La France prête à manœuvrer au Groenland
Selon l’agence Reuters, la France a proposé d’organiser et de participer à des exercices militaires de l’Otan au Groenland. Une initiative confirmée par l’Élysée, alors que Paris affirme sa volonté de soutenir le Danemark, dont le Groenland est un territoire autonome.
S’exprimant au Forum économique mondial (FEM) de Davos, le président français Emmanuel Macron a tenu à clarifier la portée de cette démarche. Il ne s’agit « ni d’une provocation ni d’une menace », mais d’un acte de solidarité envers un allié. La France, a-t-il insisté, demeure attachée à la souveraineté nationale, à la Charte des Nations unies et à la stabilité internationale.
Des contingents français figurent d’ailleurs parmi les premières troupes européennes arrivées au Groenland le 15 janvier, aux côtés de forces danoises, dans un contexte de crispation extrême.

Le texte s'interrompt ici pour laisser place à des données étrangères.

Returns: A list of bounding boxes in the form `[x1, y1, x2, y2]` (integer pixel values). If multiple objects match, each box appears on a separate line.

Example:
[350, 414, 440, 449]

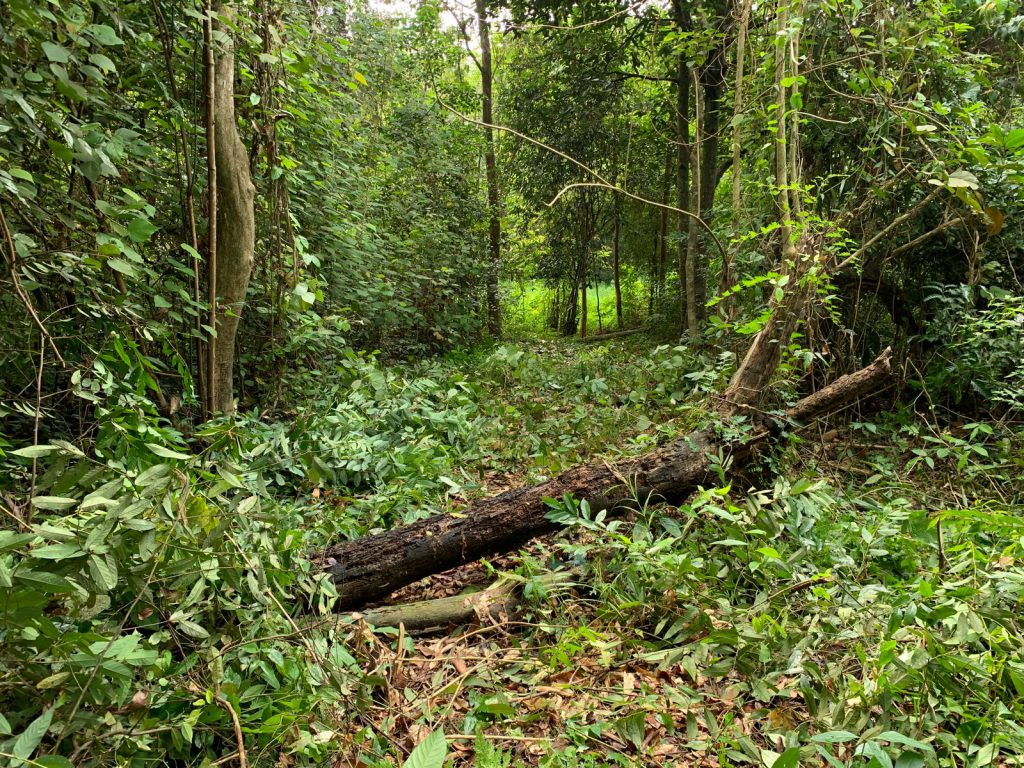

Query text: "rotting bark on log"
[361, 571, 572, 632]
[323, 349, 892, 610]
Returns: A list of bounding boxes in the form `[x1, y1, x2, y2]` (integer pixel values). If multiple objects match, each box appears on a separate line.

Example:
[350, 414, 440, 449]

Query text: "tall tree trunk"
[722, 0, 813, 413]
[200, 0, 217, 415]
[676, 53, 690, 328]
[657, 150, 675, 307]
[580, 251, 587, 339]
[476, 0, 502, 339]
[211, 4, 256, 414]
[680, 72, 703, 339]
[718, 0, 752, 319]
[611, 195, 623, 331]
[691, 37, 727, 333]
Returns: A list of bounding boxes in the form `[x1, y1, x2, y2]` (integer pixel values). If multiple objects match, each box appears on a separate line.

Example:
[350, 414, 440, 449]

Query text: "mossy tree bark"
[210, 3, 256, 414]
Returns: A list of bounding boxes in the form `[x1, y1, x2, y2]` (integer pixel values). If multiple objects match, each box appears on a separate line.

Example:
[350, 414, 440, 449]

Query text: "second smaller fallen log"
[322, 349, 892, 610]
[361, 571, 572, 632]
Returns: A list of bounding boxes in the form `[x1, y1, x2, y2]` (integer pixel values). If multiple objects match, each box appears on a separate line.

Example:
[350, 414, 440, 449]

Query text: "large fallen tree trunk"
[324, 349, 891, 609]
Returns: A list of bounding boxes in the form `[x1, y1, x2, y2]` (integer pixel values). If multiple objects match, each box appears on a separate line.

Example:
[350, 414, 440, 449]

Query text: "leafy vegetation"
[0, 0, 1024, 768]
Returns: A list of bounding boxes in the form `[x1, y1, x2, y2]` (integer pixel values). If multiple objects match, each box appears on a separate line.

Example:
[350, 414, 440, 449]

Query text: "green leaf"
[771, 746, 800, 768]
[14, 568, 75, 595]
[894, 750, 925, 768]
[32, 755, 75, 768]
[89, 555, 118, 592]
[1005, 128, 1024, 150]
[145, 442, 191, 461]
[85, 24, 124, 45]
[10, 445, 57, 459]
[876, 731, 934, 752]
[947, 171, 981, 189]
[401, 730, 447, 768]
[171, 615, 210, 640]
[32, 496, 78, 511]
[811, 731, 857, 744]
[43, 42, 71, 63]
[106, 258, 138, 278]
[614, 710, 647, 750]
[128, 216, 157, 243]
[29, 544, 85, 560]
[89, 53, 118, 73]
[10, 709, 53, 765]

Donald Trump accentue la pression
Depuis son premier mandat, Donald Trump n’a jamais caché son intérêt pour le Groenland. Après avoir proposé de l’acheter, il affirme désormais que l’île pourrait être annexée par les États-Unis. À ses yeux, le Danemark n’est pas en mesure d’assurer la protection du territoire, pourtant couvert par un accord de défense signé en 1951 entre Washington et Copenhague dans le cadre de l’Otan.
Le président américain a menacé d’imposer de lourds droits de douane à plusieurs pays européens — dont le Danemark, la France et l’Allemagne — tant qu’un accord sur « l’acquisition complète et définitive » du Groenland ne sera pas trouvé. Ces mesures, prévues dès le 1er février, pourraient passer de 10 % à 25 % à partir du mois de juin.

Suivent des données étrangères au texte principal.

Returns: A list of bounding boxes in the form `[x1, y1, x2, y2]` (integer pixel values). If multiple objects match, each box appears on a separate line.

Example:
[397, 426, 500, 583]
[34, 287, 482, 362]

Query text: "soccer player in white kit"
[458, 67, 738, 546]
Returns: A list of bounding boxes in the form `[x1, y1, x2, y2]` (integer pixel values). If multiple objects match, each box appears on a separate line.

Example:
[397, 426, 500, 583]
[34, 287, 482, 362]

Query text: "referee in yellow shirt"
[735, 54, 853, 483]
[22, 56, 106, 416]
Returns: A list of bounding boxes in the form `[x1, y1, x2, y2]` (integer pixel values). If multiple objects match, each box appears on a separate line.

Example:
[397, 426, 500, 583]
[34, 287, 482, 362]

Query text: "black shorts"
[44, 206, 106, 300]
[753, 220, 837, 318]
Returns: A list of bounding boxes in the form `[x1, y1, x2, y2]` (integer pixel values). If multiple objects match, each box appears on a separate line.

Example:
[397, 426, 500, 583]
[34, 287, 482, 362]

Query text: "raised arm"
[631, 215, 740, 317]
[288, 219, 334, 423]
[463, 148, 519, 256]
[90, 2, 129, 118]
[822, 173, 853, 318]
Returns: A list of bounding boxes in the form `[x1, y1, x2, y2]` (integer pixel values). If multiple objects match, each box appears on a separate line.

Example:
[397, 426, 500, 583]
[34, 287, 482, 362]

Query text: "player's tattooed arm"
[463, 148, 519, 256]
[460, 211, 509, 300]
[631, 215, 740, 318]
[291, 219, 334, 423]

Donald Trump affirme disposer « d’autres leviers » si la Cour suprême venait à bloquer l’usage des tarifs douaniers, tout en assurant que sa stratégie permettrait de préserver l’Otan et de servir les intérêts américains.
L’Europe redoute un précédent historique
Selon Bloomberg, un risque grandissant inquiète les chancelleries européennes : celui de voir certains dirigeants accepter un transfert du Groenland aux États-Unis dans une tentative d’apaisement vis-à-vis de Washington. Un haut responsable européen présent à Davos confie que beaucoup reconnaissent désormais que « l’ordre international hérité de l’après-Seconde Guerre mondiale est révolu ».
L’Union européenne, déjà fragilisée par le conflit en Ukraine, des difficultés économiques persistantes et l’incertitude sur la fiabilité du parapluie sécuritaire américain, peine à définir une réponse unifiée face à ce qu’elle perçoit comme une avalanche de menaces imprévisibles.
Réactions fermes mais prudentes de l’UE
Le Parlement européen a décidé de geler la ratification de l’accord commercial UE–États-Unis en réaction directe aux pressions américaines sur le Groenland. Pour la cheffe de la diplomatie européenne, Kaja Kallas, l’Union ne cherche pas l’escalade mais « défendra ses positions ».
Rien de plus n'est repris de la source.